Die Zahl der Wohnungs- und Hauseinbrüche steigt ständig an. Die Folgen eines Einbruchs sind immer den Verlust eines Sicherheitsgefühls und können selbst psychische Folgen sein. Meist kommen die Einbrecher in Deutschland durch Fenster und Türen, die leicht erreichbar sind. Sie können den Einbruch stoppen oder zumindest das Risiko verringern, wenn Sie ein paar wichtige Dinge berücksichtigen und die notwendigen Maßnahmen durchführen.

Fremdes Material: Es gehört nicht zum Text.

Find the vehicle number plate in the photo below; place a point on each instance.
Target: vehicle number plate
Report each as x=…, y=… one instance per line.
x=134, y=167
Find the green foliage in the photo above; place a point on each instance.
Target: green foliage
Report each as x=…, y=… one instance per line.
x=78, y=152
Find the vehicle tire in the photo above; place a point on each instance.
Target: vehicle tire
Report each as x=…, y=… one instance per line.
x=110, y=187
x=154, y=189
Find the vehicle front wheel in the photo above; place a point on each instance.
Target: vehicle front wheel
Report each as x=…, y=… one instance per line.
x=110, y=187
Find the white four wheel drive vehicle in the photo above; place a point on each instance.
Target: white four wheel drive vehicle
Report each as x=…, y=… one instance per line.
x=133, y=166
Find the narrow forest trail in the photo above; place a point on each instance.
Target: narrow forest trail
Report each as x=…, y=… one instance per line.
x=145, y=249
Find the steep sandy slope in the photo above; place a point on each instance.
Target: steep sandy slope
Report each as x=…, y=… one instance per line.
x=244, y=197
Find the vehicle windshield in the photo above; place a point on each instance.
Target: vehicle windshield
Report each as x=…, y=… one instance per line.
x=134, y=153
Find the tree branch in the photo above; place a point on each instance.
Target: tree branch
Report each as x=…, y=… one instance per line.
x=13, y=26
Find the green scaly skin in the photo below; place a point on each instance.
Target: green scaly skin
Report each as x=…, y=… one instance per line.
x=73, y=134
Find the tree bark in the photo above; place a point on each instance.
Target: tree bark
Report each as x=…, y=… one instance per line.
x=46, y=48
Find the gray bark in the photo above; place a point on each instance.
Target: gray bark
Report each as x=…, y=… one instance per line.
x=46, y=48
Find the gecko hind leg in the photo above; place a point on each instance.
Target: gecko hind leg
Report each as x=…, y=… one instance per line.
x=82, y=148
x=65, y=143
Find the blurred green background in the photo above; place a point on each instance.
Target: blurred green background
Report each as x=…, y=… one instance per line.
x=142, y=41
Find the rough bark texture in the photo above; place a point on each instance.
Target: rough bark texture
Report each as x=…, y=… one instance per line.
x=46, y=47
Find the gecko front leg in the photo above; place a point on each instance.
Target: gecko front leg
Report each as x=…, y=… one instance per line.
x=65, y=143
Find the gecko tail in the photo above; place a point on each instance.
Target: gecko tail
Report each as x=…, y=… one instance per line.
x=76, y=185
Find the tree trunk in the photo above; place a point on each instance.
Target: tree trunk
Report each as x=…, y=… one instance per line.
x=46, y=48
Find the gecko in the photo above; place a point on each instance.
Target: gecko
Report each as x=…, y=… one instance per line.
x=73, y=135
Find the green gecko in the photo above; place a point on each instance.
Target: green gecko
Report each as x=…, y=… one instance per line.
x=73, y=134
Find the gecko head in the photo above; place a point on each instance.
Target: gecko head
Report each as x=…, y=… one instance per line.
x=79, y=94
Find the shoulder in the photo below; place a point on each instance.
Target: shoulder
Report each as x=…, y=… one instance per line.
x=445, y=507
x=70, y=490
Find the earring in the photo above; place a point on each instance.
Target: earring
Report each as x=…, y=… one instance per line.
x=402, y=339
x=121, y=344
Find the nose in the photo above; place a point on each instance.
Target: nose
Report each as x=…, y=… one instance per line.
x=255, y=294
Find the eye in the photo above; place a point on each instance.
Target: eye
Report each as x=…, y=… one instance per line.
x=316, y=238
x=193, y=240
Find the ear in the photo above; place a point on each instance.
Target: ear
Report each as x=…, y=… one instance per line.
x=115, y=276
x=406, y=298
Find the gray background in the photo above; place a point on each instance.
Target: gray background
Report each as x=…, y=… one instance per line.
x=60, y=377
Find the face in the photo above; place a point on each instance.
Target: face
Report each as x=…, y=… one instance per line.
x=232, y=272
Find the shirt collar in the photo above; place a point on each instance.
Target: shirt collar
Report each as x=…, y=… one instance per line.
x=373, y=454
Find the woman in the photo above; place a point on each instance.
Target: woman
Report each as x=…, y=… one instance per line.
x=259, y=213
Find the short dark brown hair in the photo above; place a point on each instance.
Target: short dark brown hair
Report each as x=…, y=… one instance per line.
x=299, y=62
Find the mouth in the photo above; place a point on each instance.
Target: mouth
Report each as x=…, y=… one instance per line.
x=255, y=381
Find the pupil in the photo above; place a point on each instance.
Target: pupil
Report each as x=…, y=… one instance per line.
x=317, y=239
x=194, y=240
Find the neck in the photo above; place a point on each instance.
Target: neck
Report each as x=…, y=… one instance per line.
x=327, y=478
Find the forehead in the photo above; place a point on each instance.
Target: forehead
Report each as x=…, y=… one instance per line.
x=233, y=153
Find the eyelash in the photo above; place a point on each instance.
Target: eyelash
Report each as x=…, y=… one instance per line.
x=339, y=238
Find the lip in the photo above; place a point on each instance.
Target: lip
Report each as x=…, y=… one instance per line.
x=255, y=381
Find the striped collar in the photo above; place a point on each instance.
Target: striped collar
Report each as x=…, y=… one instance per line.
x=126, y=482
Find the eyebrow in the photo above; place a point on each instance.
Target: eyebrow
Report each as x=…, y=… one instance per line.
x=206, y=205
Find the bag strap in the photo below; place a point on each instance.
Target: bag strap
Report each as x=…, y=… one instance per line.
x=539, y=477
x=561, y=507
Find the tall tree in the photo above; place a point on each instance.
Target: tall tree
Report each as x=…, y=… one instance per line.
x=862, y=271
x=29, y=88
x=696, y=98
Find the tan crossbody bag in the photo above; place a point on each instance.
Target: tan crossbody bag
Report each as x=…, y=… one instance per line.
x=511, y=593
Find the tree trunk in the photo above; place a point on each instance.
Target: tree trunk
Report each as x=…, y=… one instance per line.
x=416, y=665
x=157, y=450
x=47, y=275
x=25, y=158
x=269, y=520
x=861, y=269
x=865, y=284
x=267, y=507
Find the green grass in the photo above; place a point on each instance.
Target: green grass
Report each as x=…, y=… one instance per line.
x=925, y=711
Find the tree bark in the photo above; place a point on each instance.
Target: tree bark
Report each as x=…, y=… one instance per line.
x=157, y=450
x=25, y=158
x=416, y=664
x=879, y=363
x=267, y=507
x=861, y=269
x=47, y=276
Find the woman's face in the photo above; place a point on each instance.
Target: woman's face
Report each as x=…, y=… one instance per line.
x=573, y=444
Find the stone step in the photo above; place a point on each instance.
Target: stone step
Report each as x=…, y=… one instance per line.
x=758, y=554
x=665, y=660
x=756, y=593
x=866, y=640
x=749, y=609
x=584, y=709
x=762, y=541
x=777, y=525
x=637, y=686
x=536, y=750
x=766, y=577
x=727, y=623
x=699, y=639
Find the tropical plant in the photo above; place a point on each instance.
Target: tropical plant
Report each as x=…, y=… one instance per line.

Ein Einbruch hat fatale Folgen beim Betroffenen

Für viele Menschen führt ein Einbruch in ihr Zuhause zuerst einmal zu einem schweren Schock, verbunden mit Trauer und absoluter Fassungslosigkeit über die Tat. Nicht nur materieller Schaden entsteht, das Eindringen in den Privatbereich kann auch schwerwiegende psychische Folgen mit sich bringen. Viele Betroffene ziehen anschliessend aus, weil Sie sich in Ihrer Wohnung nicht mehr sicher fühlen können. Die Angst bleibt oft für immer, erneut zum Opfer eines solchen Einbruchs werden zu können. Die Folgen dieser Angst beim Opfer sind Schlafstörungen, Schreckhaftigkeit und Panik-Attacken, die sogar zu psychotherapeutischen Behandlungen führen können. Die psychischen Folgen eines Einbruchs beim Opfer sind auf jeden Fall schlimmer als der materielle Verlust von Geld, Schmuck oder Wertgegenständen, die sich ersetzen lassen. Die Zahl der Einbrüche ist zwar ständig steigend, jedoch auch die Zahl der abgebrochenen Versuche ist angestiegen, immerhin rund ein Drittel der Eindringlinge konnten ihr Vorhaben nicht ausführen. Dies ist eine positive Bilanz, die durch sicherungstechnische Maßnahmen erreicht wurde.